What is corpus compilation?

Each user corpus has to be compiled before it can be used. A corpus can be copiled again with new settings at any moment and as many times as required.

Compilation involves applying several tools that process the corpus data so that the complete Sketch Engine functionality is available. It involves the computation of Word Sketches, thesaurus, n-grams and trends. It also processes the metadata in the corpus or new metadata which the user may have added using the document annotation tool.

Some other tools may be applied to specific languages or special-use corpora.

Recompile a corpus

A corpus has to be recompiled each time new data are added or new functionality is to be made available, for example, new word sketch grammar or term grammar should be applied to the data.

When new texts are added to the corpus or deleted from the corpus, the change will not be reflected in search results unless the corpus is recompiled.

How to (re-)compile a corpus

A user corpus created from the web (WebBootCaT) is compiled automatically. Sometimes, however, it might be necessary to start compilation manually.
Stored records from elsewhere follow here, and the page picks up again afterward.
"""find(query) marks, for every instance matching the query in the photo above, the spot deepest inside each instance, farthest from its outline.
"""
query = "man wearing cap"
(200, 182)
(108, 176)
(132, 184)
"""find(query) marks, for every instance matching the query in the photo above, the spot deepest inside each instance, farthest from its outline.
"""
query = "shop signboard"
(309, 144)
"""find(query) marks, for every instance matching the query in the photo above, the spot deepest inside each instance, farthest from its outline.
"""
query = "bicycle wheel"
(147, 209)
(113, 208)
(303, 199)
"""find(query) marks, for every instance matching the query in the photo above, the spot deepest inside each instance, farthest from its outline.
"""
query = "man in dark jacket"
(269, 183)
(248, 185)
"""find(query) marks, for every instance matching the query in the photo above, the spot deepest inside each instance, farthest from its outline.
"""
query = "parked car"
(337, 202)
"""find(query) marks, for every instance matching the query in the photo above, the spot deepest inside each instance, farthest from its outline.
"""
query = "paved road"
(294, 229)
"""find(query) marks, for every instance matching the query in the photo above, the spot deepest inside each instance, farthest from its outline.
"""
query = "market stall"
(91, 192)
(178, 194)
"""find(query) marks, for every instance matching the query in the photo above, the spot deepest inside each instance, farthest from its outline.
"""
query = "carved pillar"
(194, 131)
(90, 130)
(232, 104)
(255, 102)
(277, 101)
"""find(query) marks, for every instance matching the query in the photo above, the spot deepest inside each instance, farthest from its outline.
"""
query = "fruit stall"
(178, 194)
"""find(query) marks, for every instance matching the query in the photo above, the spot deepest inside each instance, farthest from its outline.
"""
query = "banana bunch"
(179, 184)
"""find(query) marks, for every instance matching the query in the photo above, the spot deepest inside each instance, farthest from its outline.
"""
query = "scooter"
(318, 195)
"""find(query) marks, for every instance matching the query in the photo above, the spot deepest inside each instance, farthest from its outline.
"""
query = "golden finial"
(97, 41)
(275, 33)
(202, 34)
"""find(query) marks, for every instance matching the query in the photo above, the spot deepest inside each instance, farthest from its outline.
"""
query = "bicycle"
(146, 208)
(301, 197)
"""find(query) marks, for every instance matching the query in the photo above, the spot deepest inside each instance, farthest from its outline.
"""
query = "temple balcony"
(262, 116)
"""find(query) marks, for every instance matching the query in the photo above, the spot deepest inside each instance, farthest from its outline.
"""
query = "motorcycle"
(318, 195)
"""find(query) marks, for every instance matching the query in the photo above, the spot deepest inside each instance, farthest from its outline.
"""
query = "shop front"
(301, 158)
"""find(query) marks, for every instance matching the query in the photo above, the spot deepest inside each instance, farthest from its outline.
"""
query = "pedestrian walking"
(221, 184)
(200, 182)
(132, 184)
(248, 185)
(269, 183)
A corpus created by uploading files has to be compiled manually.

Follow these steps:

  • select the corpus
  • go to the dashboard dashboard
  • click Compile build
  • (optional, for advanced users) use Expert settings to set the compilation parameters, use the tooltips in the interface to learn about the settings
  • click COMPILE

  • you might also be invited to upgrade your corpus at this point to bring in new functionality, upgrading will trigger compilation automatically
  • click Compile to start compiling the corpus